O Portugal antigo, n’O Movimento das Coisas, de Manuela Serra
Na passada quarta-feira, no âmbito dos Encontros da Imagem que se realizam há vários anos em Braga, houve a oportunidade de assistir a um filme de Manuela Serra — na verdade, o filme de Manuela Serra, que não voltaria a ligar-se ao cinema após a experiência com O Movimento das Coisas. Feito, atribuladamente, por volta de 1978 a 1984, apesar de ter sido projectado no estrangeiro (com prémios, por exemplo, na Alemanha), nunca teve uma verdadeira estreia comercial no nosso país; e em 2020 a Cinemateca operou um restauro das imagens, com distribuição agora a cargo da The Stone and the Plot.
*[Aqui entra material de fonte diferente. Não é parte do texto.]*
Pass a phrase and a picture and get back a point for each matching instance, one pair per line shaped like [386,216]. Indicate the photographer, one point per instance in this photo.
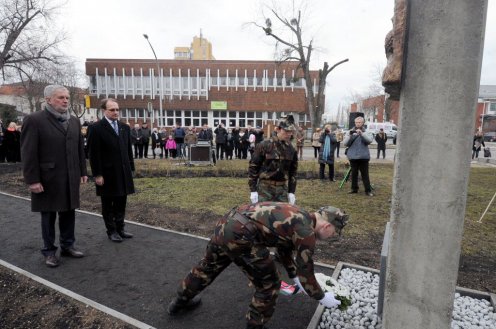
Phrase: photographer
[328,141]
[358,153]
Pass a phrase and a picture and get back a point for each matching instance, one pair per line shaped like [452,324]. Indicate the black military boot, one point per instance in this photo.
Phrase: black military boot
[178,304]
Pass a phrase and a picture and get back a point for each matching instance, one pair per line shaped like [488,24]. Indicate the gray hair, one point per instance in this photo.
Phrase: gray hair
[51,89]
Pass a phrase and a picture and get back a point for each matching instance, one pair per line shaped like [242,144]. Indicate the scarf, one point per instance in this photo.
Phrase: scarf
[63,118]
[327,148]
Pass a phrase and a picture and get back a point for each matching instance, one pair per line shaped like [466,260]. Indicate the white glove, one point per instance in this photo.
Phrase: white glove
[298,283]
[329,301]
[291,198]
[254,197]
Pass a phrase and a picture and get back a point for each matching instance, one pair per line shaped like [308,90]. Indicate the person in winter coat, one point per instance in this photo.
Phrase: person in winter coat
[357,142]
[220,141]
[315,142]
[326,154]
[157,143]
[112,165]
[381,139]
[170,148]
[54,166]
[477,143]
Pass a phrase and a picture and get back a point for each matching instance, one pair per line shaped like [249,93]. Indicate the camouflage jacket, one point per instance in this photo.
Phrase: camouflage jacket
[289,229]
[273,160]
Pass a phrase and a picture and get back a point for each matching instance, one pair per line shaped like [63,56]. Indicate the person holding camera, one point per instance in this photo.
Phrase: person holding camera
[358,154]
[328,141]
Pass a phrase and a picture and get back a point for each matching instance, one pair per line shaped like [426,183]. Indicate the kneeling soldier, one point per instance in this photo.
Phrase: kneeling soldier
[243,236]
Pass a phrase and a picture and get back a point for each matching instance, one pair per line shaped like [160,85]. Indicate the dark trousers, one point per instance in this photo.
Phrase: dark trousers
[363,167]
[138,151]
[113,212]
[145,149]
[256,264]
[316,151]
[220,149]
[322,171]
[155,148]
[67,221]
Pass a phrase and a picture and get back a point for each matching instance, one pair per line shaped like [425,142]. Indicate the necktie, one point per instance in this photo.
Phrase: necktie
[114,124]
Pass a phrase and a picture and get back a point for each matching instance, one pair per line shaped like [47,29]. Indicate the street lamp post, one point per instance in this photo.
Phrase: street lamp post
[161,111]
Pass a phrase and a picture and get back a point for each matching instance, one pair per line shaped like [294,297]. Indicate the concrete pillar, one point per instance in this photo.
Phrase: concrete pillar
[441,74]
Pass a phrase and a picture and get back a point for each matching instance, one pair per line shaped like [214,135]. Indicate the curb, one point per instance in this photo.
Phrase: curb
[86,301]
[314,322]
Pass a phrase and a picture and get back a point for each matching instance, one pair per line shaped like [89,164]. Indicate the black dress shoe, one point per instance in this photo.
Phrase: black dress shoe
[72,252]
[51,261]
[125,235]
[178,304]
[115,237]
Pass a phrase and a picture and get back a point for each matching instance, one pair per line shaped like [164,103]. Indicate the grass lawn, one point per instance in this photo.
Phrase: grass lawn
[217,189]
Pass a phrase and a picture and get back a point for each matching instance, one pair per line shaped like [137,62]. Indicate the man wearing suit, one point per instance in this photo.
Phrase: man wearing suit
[111,160]
[54,166]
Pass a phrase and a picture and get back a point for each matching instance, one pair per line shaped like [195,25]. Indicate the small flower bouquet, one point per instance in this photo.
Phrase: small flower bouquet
[341,292]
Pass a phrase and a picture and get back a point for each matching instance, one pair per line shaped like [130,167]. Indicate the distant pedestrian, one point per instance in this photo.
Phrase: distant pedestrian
[315,142]
[171,148]
[381,139]
[54,166]
[326,155]
[112,165]
[339,138]
[145,132]
[12,143]
[357,142]
[137,141]
[157,144]
[220,141]
[300,142]
[478,143]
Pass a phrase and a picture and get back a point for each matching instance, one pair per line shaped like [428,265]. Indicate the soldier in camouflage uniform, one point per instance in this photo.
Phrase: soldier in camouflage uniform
[244,235]
[273,166]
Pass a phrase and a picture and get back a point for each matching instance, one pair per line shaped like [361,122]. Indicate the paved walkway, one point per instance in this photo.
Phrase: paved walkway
[139,276]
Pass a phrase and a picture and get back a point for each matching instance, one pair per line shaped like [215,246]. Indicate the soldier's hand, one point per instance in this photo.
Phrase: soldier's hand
[254,197]
[329,301]
[291,198]
[300,287]
[36,188]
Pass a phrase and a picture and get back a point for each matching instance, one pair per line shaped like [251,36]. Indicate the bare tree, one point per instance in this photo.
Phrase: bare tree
[26,37]
[300,51]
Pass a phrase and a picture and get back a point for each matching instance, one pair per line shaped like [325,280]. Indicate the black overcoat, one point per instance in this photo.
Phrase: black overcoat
[55,158]
[111,156]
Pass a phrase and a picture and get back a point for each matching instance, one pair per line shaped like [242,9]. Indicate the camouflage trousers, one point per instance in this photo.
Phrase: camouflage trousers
[272,191]
[252,258]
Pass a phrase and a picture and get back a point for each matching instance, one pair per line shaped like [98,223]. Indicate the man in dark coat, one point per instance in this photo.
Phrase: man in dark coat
[111,160]
[54,166]
[243,237]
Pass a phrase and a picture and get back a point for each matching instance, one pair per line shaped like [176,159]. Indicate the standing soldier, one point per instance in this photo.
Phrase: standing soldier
[273,166]
[244,235]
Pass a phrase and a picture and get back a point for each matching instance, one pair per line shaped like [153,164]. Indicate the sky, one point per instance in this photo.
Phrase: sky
[340,29]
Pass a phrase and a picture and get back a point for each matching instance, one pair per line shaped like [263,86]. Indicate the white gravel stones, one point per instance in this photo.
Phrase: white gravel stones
[362,314]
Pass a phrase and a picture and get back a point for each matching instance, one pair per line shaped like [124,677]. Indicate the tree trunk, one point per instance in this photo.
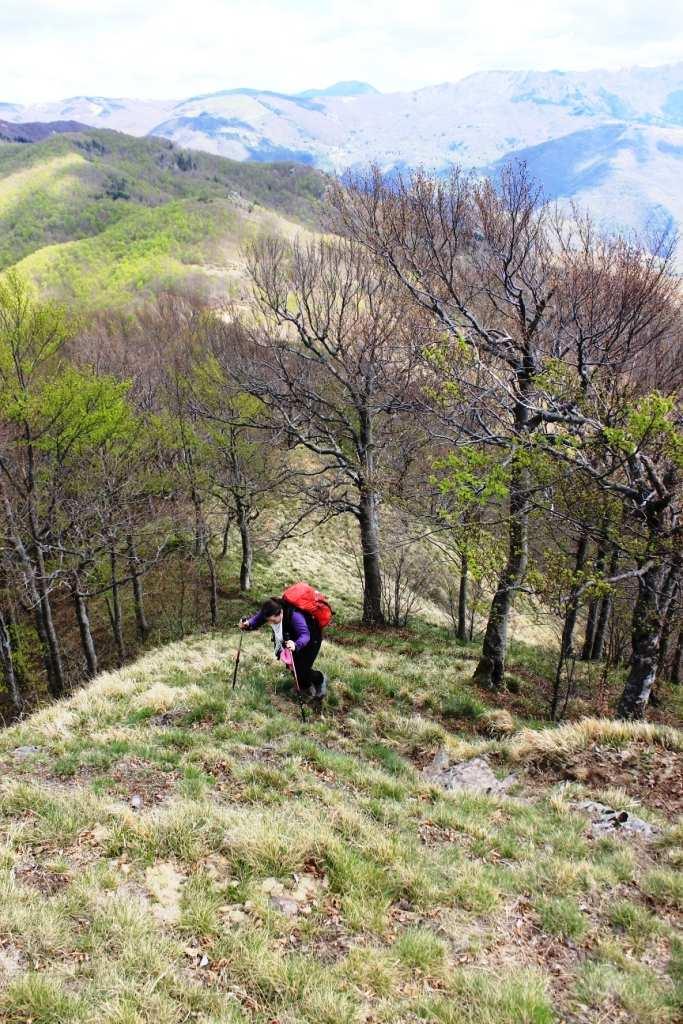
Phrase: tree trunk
[115,609]
[213,594]
[140,615]
[572,603]
[372,574]
[7,660]
[226,537]
[667,627]
[247,549]
[56,679]
[646,635]
[603,613]
[462,598]
[87,642]
[569,623]
[491,669]
[677,663]
[594,608]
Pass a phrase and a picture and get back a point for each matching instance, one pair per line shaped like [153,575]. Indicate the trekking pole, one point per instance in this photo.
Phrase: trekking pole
[237,659]
[296,680]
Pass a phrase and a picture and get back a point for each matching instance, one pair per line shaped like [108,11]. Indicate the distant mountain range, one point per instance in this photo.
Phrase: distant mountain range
[610,140]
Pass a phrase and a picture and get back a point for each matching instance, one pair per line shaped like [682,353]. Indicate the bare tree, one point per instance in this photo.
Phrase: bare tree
[336,363]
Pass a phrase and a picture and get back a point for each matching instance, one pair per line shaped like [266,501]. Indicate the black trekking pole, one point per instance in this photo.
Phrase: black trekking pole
[237,659]
[299,694]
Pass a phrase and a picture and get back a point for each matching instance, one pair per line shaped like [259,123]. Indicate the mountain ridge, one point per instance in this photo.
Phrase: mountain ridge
[477,122]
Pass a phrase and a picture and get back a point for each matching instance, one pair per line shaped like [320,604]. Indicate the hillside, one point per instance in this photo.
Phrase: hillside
[173,850]
[98,216]
[177,851]
[623,129]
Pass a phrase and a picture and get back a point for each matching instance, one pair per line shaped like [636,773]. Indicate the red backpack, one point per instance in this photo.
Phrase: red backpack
[305,598]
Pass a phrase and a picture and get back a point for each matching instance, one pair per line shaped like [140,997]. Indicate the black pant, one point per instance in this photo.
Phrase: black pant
[303,663]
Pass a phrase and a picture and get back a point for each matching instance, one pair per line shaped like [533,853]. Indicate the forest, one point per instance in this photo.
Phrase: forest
[483,391]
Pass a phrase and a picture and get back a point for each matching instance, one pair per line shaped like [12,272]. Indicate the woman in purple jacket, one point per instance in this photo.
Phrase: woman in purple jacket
[298,632]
Desde o ano passado houve algumas sessões pelo país fora, e fica a nossa recomendação para uma futura oportunidade.
O Movimento das Coisas foi integralmente filmado em Lanheses, uma aldeia em Viana do Castelo, e existe uma intenção documental evidente que perpassa todo o filme. Os gestos da câmera não se intrometem nas paisagens campestres, nem nas cenas de vida familiar; capta-se, com um certo sentido de devoção, rotinas e práticas da comunidade: fazer o pão, lavrar a terra, semear os campos. Algumas das cenas são intercaladas e enriquecidas pela música (experimental, até futurista) de José Mário Branco, e mesmo nos momentos claramente dirigidos pela realizadora resultam apontamentos breves, de terna doçura, como brincadeiras gentis.
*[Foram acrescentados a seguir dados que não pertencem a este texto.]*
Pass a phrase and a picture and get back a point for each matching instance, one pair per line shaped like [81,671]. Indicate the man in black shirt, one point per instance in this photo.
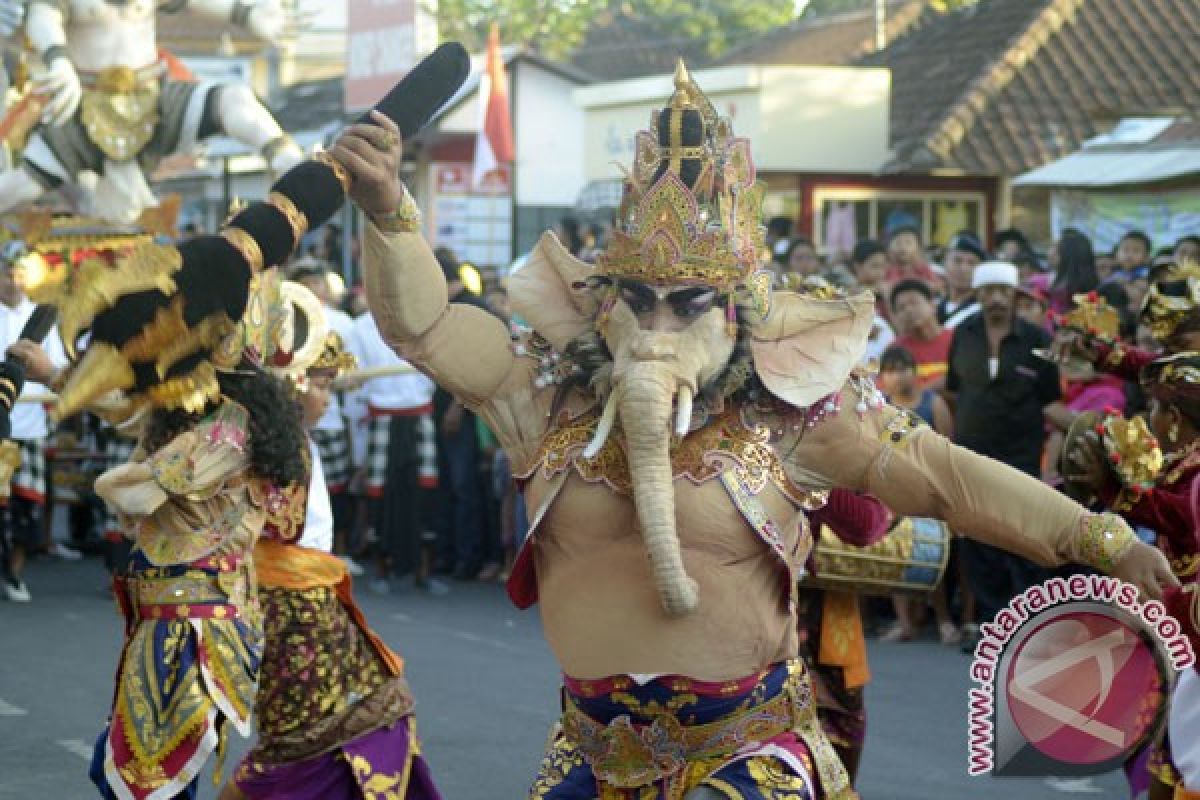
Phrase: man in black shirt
[1000,389]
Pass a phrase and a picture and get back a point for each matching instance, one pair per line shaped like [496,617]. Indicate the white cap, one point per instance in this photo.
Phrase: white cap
[995,274]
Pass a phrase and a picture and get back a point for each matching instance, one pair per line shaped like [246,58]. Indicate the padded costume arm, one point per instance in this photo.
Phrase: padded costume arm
[192,467]
[918,473]
[465,349]
[858,519]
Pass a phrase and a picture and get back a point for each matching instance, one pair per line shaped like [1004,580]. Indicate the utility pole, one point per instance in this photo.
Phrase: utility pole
[881,24]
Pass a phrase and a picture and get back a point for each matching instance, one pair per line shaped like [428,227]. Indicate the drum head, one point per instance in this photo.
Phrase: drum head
[1074,439]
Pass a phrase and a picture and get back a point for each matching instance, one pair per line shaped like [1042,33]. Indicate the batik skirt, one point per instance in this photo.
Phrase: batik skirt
[754,739]
[335,716]
[189,666]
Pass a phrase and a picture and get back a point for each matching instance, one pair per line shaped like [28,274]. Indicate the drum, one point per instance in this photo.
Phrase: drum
[911,558]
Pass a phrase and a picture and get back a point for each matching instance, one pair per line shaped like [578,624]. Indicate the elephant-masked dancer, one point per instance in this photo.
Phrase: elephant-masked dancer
[672,420]
[334,711]
[111,109]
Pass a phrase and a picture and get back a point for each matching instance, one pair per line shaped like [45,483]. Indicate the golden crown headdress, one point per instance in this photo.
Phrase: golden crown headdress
[334,356]
[1173,298]
[691,210]
[1092,314]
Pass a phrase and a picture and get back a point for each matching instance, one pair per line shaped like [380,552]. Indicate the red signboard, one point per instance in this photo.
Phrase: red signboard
[382,46]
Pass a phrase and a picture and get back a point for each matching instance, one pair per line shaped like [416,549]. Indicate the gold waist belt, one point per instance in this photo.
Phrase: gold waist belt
[195,594]
[114,80]
[628,755]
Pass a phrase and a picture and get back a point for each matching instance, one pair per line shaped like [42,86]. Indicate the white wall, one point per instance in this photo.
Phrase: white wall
[798,119]
[549,130]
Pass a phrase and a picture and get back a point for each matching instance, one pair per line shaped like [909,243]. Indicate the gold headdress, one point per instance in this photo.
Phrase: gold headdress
[1173,298]
[1132,450]
[334,356]
[691,208]
[301,332]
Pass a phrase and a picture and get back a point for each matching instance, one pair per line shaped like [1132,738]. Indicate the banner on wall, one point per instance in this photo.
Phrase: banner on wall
[1164,216]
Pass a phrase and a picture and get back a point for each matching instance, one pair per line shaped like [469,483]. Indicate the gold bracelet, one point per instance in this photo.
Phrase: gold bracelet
[295,217]
[340,173]
[405,218]
[1103,539]
[247,246]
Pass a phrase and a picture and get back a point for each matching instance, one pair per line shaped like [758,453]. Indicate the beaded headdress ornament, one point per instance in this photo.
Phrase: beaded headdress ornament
[691,210]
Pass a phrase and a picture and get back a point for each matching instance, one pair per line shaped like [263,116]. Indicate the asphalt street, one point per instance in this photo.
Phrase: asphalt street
[486,690]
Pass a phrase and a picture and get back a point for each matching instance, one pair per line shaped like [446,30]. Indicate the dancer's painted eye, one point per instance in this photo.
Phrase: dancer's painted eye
[639,296]
[691,302]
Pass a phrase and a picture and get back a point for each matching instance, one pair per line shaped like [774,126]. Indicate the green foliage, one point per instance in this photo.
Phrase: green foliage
[556,28]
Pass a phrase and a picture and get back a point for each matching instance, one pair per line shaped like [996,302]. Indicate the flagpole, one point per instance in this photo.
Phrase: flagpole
[513,164]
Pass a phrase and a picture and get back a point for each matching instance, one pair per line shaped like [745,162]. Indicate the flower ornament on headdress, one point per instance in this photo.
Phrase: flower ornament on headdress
[691,211]
[1173,299]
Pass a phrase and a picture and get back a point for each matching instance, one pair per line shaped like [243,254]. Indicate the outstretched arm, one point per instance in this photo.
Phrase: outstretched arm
[917,473]
[465,349]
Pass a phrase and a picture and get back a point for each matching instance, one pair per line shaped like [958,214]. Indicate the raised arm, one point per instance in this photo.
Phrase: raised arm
[917,473]
[192,467]
[465,349]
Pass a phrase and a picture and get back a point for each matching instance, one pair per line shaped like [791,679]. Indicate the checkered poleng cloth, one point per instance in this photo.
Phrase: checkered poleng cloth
[378,428]
[336,459]
[29,480]
[117,452]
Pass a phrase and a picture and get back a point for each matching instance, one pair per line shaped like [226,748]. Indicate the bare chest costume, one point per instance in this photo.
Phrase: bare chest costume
[667,473]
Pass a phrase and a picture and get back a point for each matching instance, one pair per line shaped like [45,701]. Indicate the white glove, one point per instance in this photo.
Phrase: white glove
[60,84]
[12,17]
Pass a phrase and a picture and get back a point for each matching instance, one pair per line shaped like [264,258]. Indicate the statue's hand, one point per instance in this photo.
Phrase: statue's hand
[12,17]
[371,154]
[1146,567]
[60,84]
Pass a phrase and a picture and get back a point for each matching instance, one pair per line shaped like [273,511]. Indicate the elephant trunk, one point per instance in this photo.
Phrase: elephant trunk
[645,400]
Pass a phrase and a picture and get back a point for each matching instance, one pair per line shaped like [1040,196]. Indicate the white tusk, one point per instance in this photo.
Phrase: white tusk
[604,428]
[683,411]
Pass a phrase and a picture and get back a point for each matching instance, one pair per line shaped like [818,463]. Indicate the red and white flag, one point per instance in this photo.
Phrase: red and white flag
[493,144]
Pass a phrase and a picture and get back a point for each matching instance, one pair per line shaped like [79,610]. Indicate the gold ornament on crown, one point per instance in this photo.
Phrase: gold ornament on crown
[706,232]
[258,332]
[1164,312]
[97,283]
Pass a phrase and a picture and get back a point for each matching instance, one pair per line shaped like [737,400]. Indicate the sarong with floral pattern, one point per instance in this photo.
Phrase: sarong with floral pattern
[751,739]
[334,711]
[190,662]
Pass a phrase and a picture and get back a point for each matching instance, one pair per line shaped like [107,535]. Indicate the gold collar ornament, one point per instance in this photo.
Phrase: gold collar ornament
[1171,299]
[1132,450]
[1093,316]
Quando o acto da montagem do filme simula a passagem de três dias na vida de todos os intervenientes, sobressai, tenuamente, uma vontade (não necessariamente politicamente carregada) de tecer um comentário ao Portugal do pós-Abril, que se direccionava para a Europa e para a modernidade. Esse discurso materializa-se numa espécie de negação do progresso dos tempos, optando por captar uma realidade que parece alheia a tudo o que ocorria no tecido urbano. Em Lanheses, a vida dita-se pela comunhão com a natureza, cuja presença se nota quotidianamente, com servidão aos elementos e às estações; e é assim que ainda se vive, hoje, num certo Portugal rural, que está ainda alheio, envelhecido, e tristemente desaparecido, certamente discrepante da louca Lisboa turística-tecnológica-empreendedora.
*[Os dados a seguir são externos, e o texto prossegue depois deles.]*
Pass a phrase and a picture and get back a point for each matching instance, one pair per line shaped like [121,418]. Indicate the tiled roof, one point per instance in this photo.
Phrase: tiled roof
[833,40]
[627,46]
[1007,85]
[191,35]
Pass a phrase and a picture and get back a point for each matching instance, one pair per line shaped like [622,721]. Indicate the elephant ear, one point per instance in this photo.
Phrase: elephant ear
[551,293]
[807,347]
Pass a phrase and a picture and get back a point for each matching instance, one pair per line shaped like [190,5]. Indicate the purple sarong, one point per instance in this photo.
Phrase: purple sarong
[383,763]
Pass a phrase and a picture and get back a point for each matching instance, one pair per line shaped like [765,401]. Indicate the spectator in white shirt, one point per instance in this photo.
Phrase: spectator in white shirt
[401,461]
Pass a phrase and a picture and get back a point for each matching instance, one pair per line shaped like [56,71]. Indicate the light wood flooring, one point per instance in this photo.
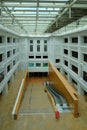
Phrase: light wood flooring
[36,112]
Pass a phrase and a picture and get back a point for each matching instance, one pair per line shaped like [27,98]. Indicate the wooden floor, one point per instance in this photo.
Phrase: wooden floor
[36,112]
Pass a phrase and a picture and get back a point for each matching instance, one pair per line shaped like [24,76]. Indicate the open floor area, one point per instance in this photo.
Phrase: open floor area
[36,112]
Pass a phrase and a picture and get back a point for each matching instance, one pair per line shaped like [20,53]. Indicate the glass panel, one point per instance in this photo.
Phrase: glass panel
[31,64]
[45,64]
[38,64]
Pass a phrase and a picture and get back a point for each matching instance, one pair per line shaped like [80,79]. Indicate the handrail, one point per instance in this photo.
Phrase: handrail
[19,98]
[61,84]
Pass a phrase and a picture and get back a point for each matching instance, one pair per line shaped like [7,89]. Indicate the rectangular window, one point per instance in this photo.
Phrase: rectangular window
[75,54]
[1,58]
[85,76]
[8,54]
[45,57]
[30,57]
[85,57]
[38,57]
[75,69]
[38,48]
[31,48]
[66,62]
[31,64]
[65,40]
[85,39]
[57,60]
[1,39]
[65,51]
[14,40]
[45,48]
[8,68]
[75,40]
[38,64]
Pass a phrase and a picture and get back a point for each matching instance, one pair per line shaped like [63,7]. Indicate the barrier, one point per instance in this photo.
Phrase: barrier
[61,84]
[19,98]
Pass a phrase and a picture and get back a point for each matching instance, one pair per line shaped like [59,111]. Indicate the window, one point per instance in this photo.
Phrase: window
[75,40]
[45,48]
[31,64]
[85,39]
[8,40]
[85,76]
[38,48]
[65,51]
[45,41]
[74,81]
[38,41]
[1,58]
[38,57]
[57,60]
[75,69]
[85,57]
[58,69]
[45,64]
[0,39]
[66,62]
[8,68]
[31,48]
[65,40]
[14,62]
[45,57]
[38,64]
[8,54]
[14,51]
[1,76]
[31,41]
[75,54]
[14,40]
[30,57]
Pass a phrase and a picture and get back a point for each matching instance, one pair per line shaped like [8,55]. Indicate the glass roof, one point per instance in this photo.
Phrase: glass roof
[34,16]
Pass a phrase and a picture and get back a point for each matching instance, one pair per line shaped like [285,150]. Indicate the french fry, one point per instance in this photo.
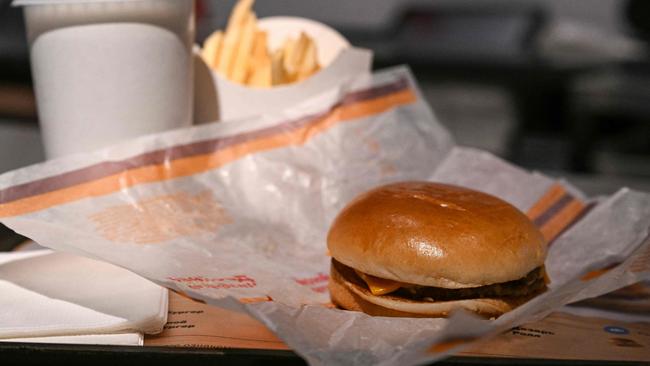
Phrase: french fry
[261,76]
[260,72]
[278,74]
[233,36]
[244,50]
[309,63]
[241,53]
[211,48]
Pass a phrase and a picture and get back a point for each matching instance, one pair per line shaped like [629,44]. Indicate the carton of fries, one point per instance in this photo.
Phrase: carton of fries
[266,65]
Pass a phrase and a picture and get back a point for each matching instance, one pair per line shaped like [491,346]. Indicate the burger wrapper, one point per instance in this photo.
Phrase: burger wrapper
[236,214]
Percebe-se, na leitura de entrevistas à realizadora, parte do processo que ceifou a estreia comercial do filme — é também ele retrato de um país retrógrado, machista e misógino. Esses outros tempos privaram Manuela da justíssima projecção do filme em território nacional; por outro lado, vê-lo agora leva a contrastes mais definidos entre as nossas vidas de hoje e as vidas de então. Há uma valência, que justamente se dirá etnográfica, nas cenas que retratam a comunidade no tratamento do milho, rematadas pelo vinho, pelo pão, pelos cantares e pela dança — que será de tudo isto em cinquenta anos, quando tudo o que disso nos sobrar for o cinema?
“A minha primeira ideia era contrapor a vida da cidade, Lisboa, com a vida da aldeia. Mas depois percebi que era muito para mim, porque se tratava do meu primeiro filme. Ainda pensei em fazer primeiro a aldeia e depois a cidade. Em dois trabalhos. Era uma fuga aos valores da cidade. Era perceptível a degradação. O egoísmo começava a nascer. Hoje está evidente: cada um por si. Os valores da solidariedade começavam a desaparecer”.
Manuela Serra, em entrevista ao Público, 18 de Junho de 2021.
O Movimento das Coisas é belíssimo, tanto nos pequenos gestos que magicamente se revelam à câmera (a conversa familiar à mesa de jantar!), como num fiel retrato de Lanheses da altura, que se estende não só aos portugueses rurais, como a uma certa forma de vida — que se perderá, inevitavelmente. Ocorreu-nos a associação ao cinema de Jonas Mekas, em particular Reminiscences of a Journey to Lithuania (1972), pela evidente semelhança na temática campestre; mas há uma outra rima que surge nesta edição do filme, à qual Manuela justapõe uma cena final que, parece-nos, não chegou a ser distribuída nas primeiras projecções do filme: um plano de um complexo fabril, dissonante dos campos circundantes, exalando colunas de fumo acinzentado. Recorda-nos Antonioni e o seu Il Deserto Rosso (1964), a quem tudo isto preocupava, mas que não filmou Lanheses assim, tão gentilmente. Este filme é património rico — vejam-no, quando puderem.